Step 2: Data Types and Central Tendency:
- Numerical Data: Quantitative measurements (like price or age) where mathematical calculations like averages can be performed. Useful measures: Mean, Median.
- Categorical Data: Qualitative groupings (like colour, brand, or gender) consisting of text labels instead of numbers.
Step 3: Detailed Explanation:
- Let us evaluate the applicability of each measure of central tendency to the 'colour' column:
- Mean: Requires adding all the values and dividing by the total count. Since we cannot mathematically add text values (e.g., "Red" + "Blue" + "Green"), the mean is impossible to calculate for categorical data.
- Median: Requires sorting values numerically to locate the middle element. Since there is no inherent numerical order for color names, the median cannot be calculated for categorical data.

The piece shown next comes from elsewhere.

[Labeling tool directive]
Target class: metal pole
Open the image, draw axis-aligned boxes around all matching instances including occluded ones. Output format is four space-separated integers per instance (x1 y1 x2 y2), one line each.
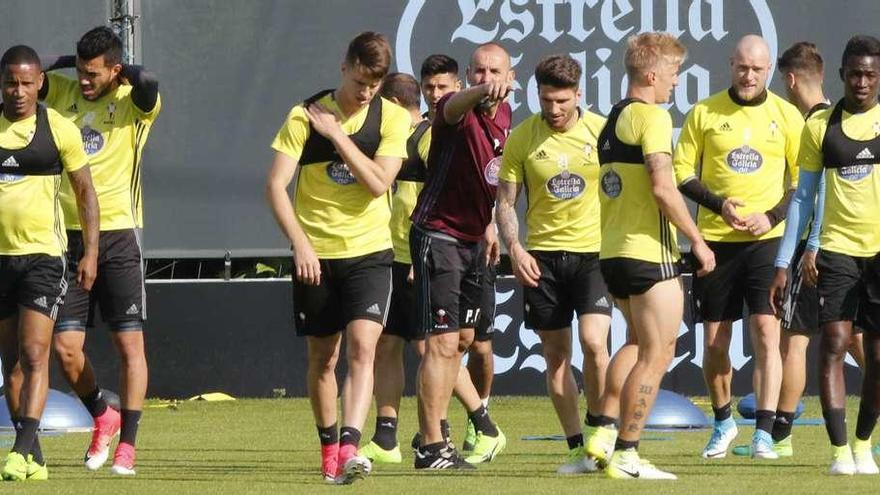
109 0 141 64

- Mode: Identifies the most frequently occurring value in the dataset. This can easily be computed for text data by counting the frequency of each category (e.g., if "Red" is the most common color, then "Red" is the mode).
- Therefore, when cleaning categorical columns with missing values, the standard practice is to replace the missing fields with the most frequent value, which is the Mode.
Step 4: Final Answer:
For categorical columns containing missing text data, the Mode is the preferred measure of central tendency to fill in the gaps.
Hence, option (C) is the correct choice.